MCP-first does not mean fully automatic. It means fully controllable, but controlled. For sensitive or risky actions, the system interrupts the agent and actively obtains the user’s consent.

The agent recognizes from the declared risk metadata that an action requires human approval, and hands over control. Only after explicit confirmation is the tool executed.

The following example shows a typical approval dialog for bulk sending external emails, one of the most common critical agent actions:

Step-up Authentication

For particularly sensitive actions, an active session is not sufficient. Even a logged-in administrator must re-confirm their identity before critical operations are executed.
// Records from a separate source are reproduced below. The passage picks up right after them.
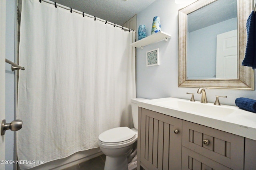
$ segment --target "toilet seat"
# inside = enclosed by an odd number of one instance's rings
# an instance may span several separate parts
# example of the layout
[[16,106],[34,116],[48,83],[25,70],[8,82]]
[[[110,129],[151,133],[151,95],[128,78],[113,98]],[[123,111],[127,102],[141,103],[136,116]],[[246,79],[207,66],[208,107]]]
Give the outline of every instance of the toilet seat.
[[136,133],[128,127],[106,131],[99,136],[99,145],[105,148],[119,148],[131,145],[138,139]]

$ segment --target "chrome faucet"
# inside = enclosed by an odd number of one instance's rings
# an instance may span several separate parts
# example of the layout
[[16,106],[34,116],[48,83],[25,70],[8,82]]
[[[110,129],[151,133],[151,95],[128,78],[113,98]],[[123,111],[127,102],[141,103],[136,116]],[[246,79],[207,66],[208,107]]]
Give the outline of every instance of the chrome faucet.
[[206,98],[206,94],[205,93],[205,90],[203,88],[200,88],[197,90],[197,93],[201,94],[202,93],[202,98],[201,98],[201,103],[207,103],[207,98]]

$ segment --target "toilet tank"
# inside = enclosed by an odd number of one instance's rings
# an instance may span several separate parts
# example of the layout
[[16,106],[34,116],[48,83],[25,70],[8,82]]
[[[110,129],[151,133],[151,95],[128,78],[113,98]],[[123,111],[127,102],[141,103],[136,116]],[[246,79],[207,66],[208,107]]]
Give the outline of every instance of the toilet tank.
[[138,101],[146,100],[148,99],[143,99],[142,98],[135,98],[131,99],[132,103],[132,120],[133,125],[136,129],[138,129]]

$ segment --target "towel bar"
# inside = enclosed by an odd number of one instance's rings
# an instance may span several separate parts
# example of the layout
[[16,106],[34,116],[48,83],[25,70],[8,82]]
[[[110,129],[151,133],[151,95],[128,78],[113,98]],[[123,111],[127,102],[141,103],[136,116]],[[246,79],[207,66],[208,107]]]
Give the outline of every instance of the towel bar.
[[25,70],[25,68],[24,67],[22,67],[21,66],[18,65],[17,64],[14,63],[13,62],[10,61],[8,59],[5,59],[5,62],[12,65],[12,71],[14,71],[16,70]]

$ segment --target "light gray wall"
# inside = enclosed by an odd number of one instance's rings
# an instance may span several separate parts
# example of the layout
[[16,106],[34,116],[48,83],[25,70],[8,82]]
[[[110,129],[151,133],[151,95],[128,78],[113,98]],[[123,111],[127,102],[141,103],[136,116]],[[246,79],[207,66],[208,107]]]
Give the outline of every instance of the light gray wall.
[[[190,99],[190,95],[186,94],[189,92],[195,94],[196,100],[200,100],[200,95],[196,94],[198,88],[178,87],[178,11],[184,7],[175,4],[174,0],[156,0],[138,14],[137,25],[145,25],[148,35],[150,35],[153,18],[158,16],[162,31],[170,34],[172,37],[167,42],[164,41],[144,47],[143,49],[137,49],[137,97],[155,99],[172,97]],[[146,52],[157,48],[160,51],[160,65],[146,67]],[[233,106],[237,98],[256,100],[255,91],[207,89],[206,91],[208,101],[211,103],[214,102],[216,95],[227,96],[226,98],[220,99],[220,103]]]
[[[232,18],[188,33],[188,78],[216,78],[217,35],[237,29],[237,18]],[[198,66],[200,63],[204,64]]]
[[[14,61],[15,2],[14,0],[6,1],[6,58]],[[5,70],[5,118],[6,123],[14,120],[14,72],[12,71],[11,65],[6,64]],[[5,133],[6,160],[13,160],[14,133],[10,130]],[[5,165],[6,170],[13,170],[14,165]]]

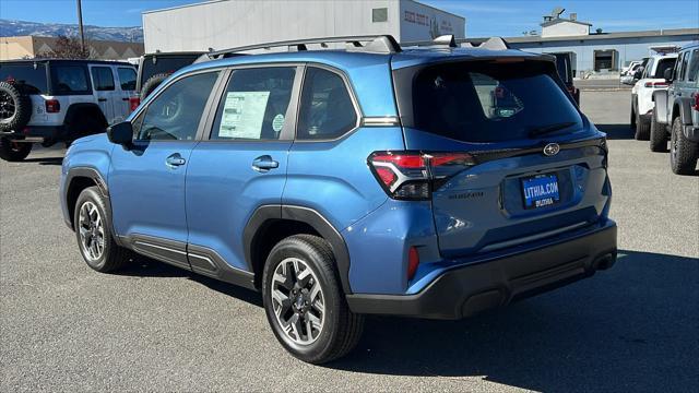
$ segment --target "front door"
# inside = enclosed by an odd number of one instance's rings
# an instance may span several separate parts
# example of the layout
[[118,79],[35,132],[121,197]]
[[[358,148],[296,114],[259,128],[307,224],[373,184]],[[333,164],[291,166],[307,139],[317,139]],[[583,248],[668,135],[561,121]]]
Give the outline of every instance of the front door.
[[[187,172],[189,262],[249,271],[244,230],[257,207],[279,205],[294,135],[296,67],[234,70]],[[214,264],[212,264],[212,262]],[[227,266],[226,266],[227,265]]]
[[114,227],[142,253],[188,267],[185,176],[220,72],[179,79],[133,120],[134,142],[115,146],[108,178]]

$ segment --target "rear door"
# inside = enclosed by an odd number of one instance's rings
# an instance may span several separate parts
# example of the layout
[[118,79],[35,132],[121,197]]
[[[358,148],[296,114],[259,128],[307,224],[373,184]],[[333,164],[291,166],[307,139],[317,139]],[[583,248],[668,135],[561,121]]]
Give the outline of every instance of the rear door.
[[395,73],[406,147],[437,157],[429,172],[445,257],[555,236],[603,214],[603,134],[554,72],[548,62],[510,59]]
[[217,275],[216,262],[250,270],[242,231],[257,207],[282,202],[299,70],[234,69],[218,93],[187,174],[189,260],[196,272]]
[[119,95],[111,67],[91,64],[90,75],[97,105],[99,105],[99,109],[105,115],[107,123],[111,124],[115,120],[115,100]]

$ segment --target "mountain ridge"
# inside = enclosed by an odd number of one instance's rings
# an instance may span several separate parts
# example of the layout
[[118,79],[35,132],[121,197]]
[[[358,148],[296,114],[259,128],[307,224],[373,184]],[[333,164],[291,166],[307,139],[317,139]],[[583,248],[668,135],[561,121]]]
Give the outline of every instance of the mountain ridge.
[[[85,39],[143,43],[141,26],[102,27],[84,25]],[[0,19],[0,37],[13,36],[78,36],[78,24],[42,23]]]

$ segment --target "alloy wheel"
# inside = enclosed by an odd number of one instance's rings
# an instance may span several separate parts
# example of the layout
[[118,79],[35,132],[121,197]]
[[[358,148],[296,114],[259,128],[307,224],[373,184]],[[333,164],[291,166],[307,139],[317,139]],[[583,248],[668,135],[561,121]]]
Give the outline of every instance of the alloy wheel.
[[316,273],[298,258],[283,260],[270,286],[272,307],[287,338],[309,345],[320,336],[325,317],[323,291]]
[[80,206],[78,222],[83,254],[91,261],[98,260],[105,251],[105,230],[99,210],[93,202],[86,201]]

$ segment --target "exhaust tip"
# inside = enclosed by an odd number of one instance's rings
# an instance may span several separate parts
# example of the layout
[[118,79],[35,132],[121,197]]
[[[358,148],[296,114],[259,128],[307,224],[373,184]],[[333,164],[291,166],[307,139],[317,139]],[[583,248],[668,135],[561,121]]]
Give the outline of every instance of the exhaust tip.
[[595,270],[607,270],[614,265],[614,262],[616,262],[616,252],[597,258],[594,261],[593,266]]

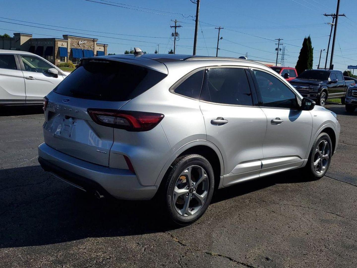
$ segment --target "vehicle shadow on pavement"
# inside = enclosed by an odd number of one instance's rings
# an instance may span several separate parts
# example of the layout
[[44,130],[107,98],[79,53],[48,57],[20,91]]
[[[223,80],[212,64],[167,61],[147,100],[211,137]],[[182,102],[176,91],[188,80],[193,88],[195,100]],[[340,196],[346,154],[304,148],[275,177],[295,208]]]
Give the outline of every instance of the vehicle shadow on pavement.
[[[265,177],[217,191],[212,202],[276,183],[306,181],[295,172]],[[89,237],[169,230],[152,201],[98,200],[39,165],[0,170],[0,248],[47,245]]]
[[334,105],[333,107],[326,107],[326,109],[332,111],[336,114],[341,114],[344,115],[355,115],[357,116],[357,109],[353,113],[349,113],[346,111],[345,105]]
[[14,115],[27,115],[43,114],[41,105],[4,106],[0,107],[0,116]]

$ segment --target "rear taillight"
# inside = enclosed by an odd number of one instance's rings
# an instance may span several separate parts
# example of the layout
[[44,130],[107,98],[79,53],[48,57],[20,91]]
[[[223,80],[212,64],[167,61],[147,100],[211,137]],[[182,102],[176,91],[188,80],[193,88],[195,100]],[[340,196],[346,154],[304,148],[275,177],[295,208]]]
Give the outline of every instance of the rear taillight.
[[108,109],[87,109],[88,114],[96,123],[128,131],[147,131],[162,120],[162,114]]
[[44,106],[42,109],[44,109],[44,111],[46,111],[46,109],[47,109],[47,105],[48,104],[48,99],[47,98],[47,97],[45,97],[44,98]]

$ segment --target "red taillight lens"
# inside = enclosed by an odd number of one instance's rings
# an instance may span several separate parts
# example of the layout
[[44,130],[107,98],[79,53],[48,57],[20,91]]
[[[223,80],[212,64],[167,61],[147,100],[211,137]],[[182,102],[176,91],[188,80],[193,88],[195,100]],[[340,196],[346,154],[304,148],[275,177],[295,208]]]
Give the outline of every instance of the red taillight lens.
[[162,120],[162,114],[107,109],[87,109],[88,114],[97,124],[128,131],[147,131]]
[[47,97],[45,97],[44,98],[44,106],[42,109],[44,109],[44,111],[46,111],[46,109],[47,109],[47,105],[48,104],[48,99],[47,98]]

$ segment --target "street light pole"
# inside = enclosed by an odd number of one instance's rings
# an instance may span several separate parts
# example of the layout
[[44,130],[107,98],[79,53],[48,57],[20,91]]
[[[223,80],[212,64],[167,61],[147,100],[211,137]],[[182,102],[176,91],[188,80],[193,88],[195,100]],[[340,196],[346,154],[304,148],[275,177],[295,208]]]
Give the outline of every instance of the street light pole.
[[[323,51],[325,51],[325,49],[321,49],[320,50],[320,58],[318,59],[318,65],[317,65],[317,69],[319,69],[320,68],[320,62],[321,61],[321,54],[322,53]],[[326,56],[326,58],[327,58],[327,56]]]

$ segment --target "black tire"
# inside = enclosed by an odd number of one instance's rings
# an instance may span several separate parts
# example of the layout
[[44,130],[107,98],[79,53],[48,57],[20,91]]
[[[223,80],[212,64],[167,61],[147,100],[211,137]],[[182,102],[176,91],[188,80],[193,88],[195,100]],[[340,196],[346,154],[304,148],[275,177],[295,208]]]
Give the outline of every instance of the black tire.
[[348,113],[353,113],[356,110],[356,106],[354,105],[346,104],[346,111]]
[[326,101],[327,99],[327,94],[325,90],[321,92],[320,96],[317,100],[317,105],[320,106],[325,106],[326,104]]
[[[328,155],[328,159],[327,163],[324,163],[322,164],[322,162],[321,162],[321,165],[323,168],[322,169],[323,171],[319,173],[317,172],[315,170],[314,162],[317,161],[319,157],[319,154],[316,152],[316,149],[318,146],[320,145],[322,143],[323,143],[323,141],[326,141],[328,145],[328,152],[325,150],[325,155]],[[323,177],[326,174],[328,167],[330,166],[330,163],[331,162],[331,157],[332,156],[332,153],[333,149],[332,148],[332,143],[331,142],[331,139],[328,134],[325,132],[322,132],[317,136],[315,142],[312,145],[312,148],[311,149],[311,152],[310,153],[310,155],[309,156],[309,158],[306,163],[306,165],[305,167],[305,172],[306,175],[310,178],[313,180],[318,180]],[[321,155],[320,155],[321,156]]]
[[342,97],[341,98],[341,104],[344,105],[346,104],[346,98],[345,97]]
[[[205,196],[205,201],[203,203],[203,204],[201,205],[201,207],[198,209],[196,212],[194,212],[190,215],[182,215],[180,214],[179,212],[181,210],[177,211],[177,204],[179,201],[178,199],[179,198],[182,199],[183,202],[185,202],[185,200],[186,200],[185,199],[187,198],[186,197],[187,194],[182,195],[179,195],[179,197],[177,198],[176,201],[177,203],[174,204],[174,199],[175,195],[174,193],[174,190],[177,183],[178,183],[179,184],[179,182],[182,181],[178,180],[179,179],[181,179],[180,178],[181,178],[182,173],[184,172],[186,170],[188,170],[188,169],[189,167],[192,166],[194,166],[193,168],[197,168],[198,169],[199,168],[197,167],[198,166],[203,169],[206,172],[206,174],[207,175],[207,178],[206,179],[205,179],[204,181],[201,183],[200,185],[204,182],[205,185],[206,187],[208,187],[208,188]],[[159,200],[157,201],[164,204],[165,210],[167,213],[167,215],[169,219],[173,221],[174,223],[176,224],[181,225],[190,224],[197,220],[203,215],[211,203],[215,188],[215,179],[213,169],[208,160],[202,156],[198,154],[189,154],[183,155],[177,159],[171,165],[170,169],[168,170],[166,174],[167,175],[164,179],[165,180],[163,182],[163,183],[165,183],[165,187],[162,188],[161,192],[158,197]],[[179,176],[180,176],[180,178],[179,178]],[[192,180],[193,180],[194,177],[192,175]],[[184,179],[186,181],[186,179]],[[187,185],[188,184],[187,184]],[[192,187],[190,187],[190,191],[191,190],[192,188]],[[197,192],[198,192],[198,188],[197,187]],[[186,189],[185,187],[183,187],[183,188]],[[196,188],[195,188],[195,193],[196,193]],[[192,193],[191,192],[190,192],[189,193],[190,194]],[[189,194],[189,195],[190,194]],[[191,199],[190,198],[190,195],[189,195],[188,198],[188,200],[190,200],[188,202],[189,204],[190,202],[197,202],[197,200],[193,200],[195,198],[194,193],[193,195],[193,197],[191,198]],[[191,196],[192,196],[192,195],[191,195]],[[198,200],[198,199],[197,200]],[[186,204],[186,203],[185,203],[183,205],[184,206]],[[193,209],[192,212],[190,213],[191,213],[193,212],[194,209]]]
Typical triggers for step-up auth:

• Changing or assigning admin privileges
• Changing payment data or subscription
• Salary data or payroll exports
• Generating or rotating API keys
• Full data exports
• Deleting users or tenants

Accepted step-up methods (depending on system policy):

Password re-entry
TOTP / Authenticator app
Passkey
Admin approval by second person
Four-eyes principle

Consent Ledger

Every consent to an agent action is an event that should be permanently stored. The consent ledger makes it possible to trace in retrospect which action was approved by whom, for which scope, and with which security method.

Stored fields of a consent entry:

consentId, unique ID of the consent
userId, approving user
agentId, acting agent
clientId, connected MCP client
toolName, called tool
inputSummary, structured summary of inputs (not plaintext)
riskLevel, declared risk level of the tool
approvedAt, timestamp of approval
expiresAt, validity of the approval (if time-limited)
approvalMethod, approval method used (e.g. "totp", "passkey", "manual")

Some approvals can be valid for a limited time, for example, a one-time approval for a specific send. Others apply for a session or a configured time period. The policy determines the granularity.

Audit Trail

Every MCP action creates an audit entry. This entry is immutable, tenant-bound, and machine-evaluable. It forms the basis for compliance evidence, anomaly detection, and internal reviews.

{
  "event": "mcp.tool.executed",
  "tool": "emails.send_external",
  "tenantId": "tenant_123",
  "userId": "user_456",
  "agentId": "agent_sales_assistant",
  "clientId": "client_claude_desktop",
  "riskLevel": "critical",
  "confirmationId": "confirm_789",
  "inputHash": "sha256:a3f2c1...",
  "result": "success",
  "createdAt": "2026-06-11T10:00:00Z"
}

The audit log can be monitored automatically for anomalies: unusual execution frequencies, actions outside normal working hours, or access to scopes that an agent does not normally use, all of this is detectable because every action is cleanly typed and audited.